More HP is required for:

  • Boat Design – Catamarans and heavier boats (regardless of size) require more power.
  • 4-Stroke Engine – Engine weight and an extra step of compression yields less power.
  • Gas Engines – The rate of compression for gas engines is much lower than diesel.
  • Smaller Propeller – A smaller propeller displaces less water.
  • Location – Open ocean, with tides and currents, will strain a smaller engine.
  • Distance – Cover more distance when wind conditions are poor requires a larger engine.

Outboard Motor Cost

There is no way to quantify how much you will pay for any given motor. But there are several costs associated with owning an outboard motor that are definitely worth considering when making your purchase.

Certainly, a lager, more-powerful engine is going to be costlier than a smaller engine with lower horsepower. But as mentioned earlier, size is not necessarily a guarantee of performance and efficiency. At the same time, there’s only so much you can get out of an engine before you exceed its capability. Larger engines tend to help with resale value should you choose to sell your boat at some point, but a boat outfitted with right motor to begin with will always perform better than a motor that’s large just for the sake of it.

Factor in maintenance costs and fuel when looking at models. You want to run your engine at around 90% of its max RPMs to balance proper fuel usage and with wear and tear. Making a few calls to marine mechanics to inquire about an engine you’re interested in will give you a lot of information a sales person won’t be able to give you. The good news about outboard motors is that most of them are portable, which means you won’t have the added cost of either paying a mechanic to come to you, or having to get your boat to the yard, which usually requires help from a very good friend willing to spend all day driving and sailing back and forth.

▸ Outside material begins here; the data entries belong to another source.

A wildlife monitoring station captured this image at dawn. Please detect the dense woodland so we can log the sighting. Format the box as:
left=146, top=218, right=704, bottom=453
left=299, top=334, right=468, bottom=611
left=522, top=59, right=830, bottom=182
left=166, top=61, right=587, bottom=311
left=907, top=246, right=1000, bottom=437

Owning a boat requires constant care and maintenance, so a little knowledge goes a long way. While an outboard motor is not required for sailing, it’s a convenient addition that can greatly increase your enjoyment out on the water. Being patient and spending time researching engines will not only help you make the correct purchase but will help you take advantage of a great deal when it presents itself. Whether you sail the Caribbean, or race off the coast of California in a catamaran, there is an outboard motor that’s just right for you.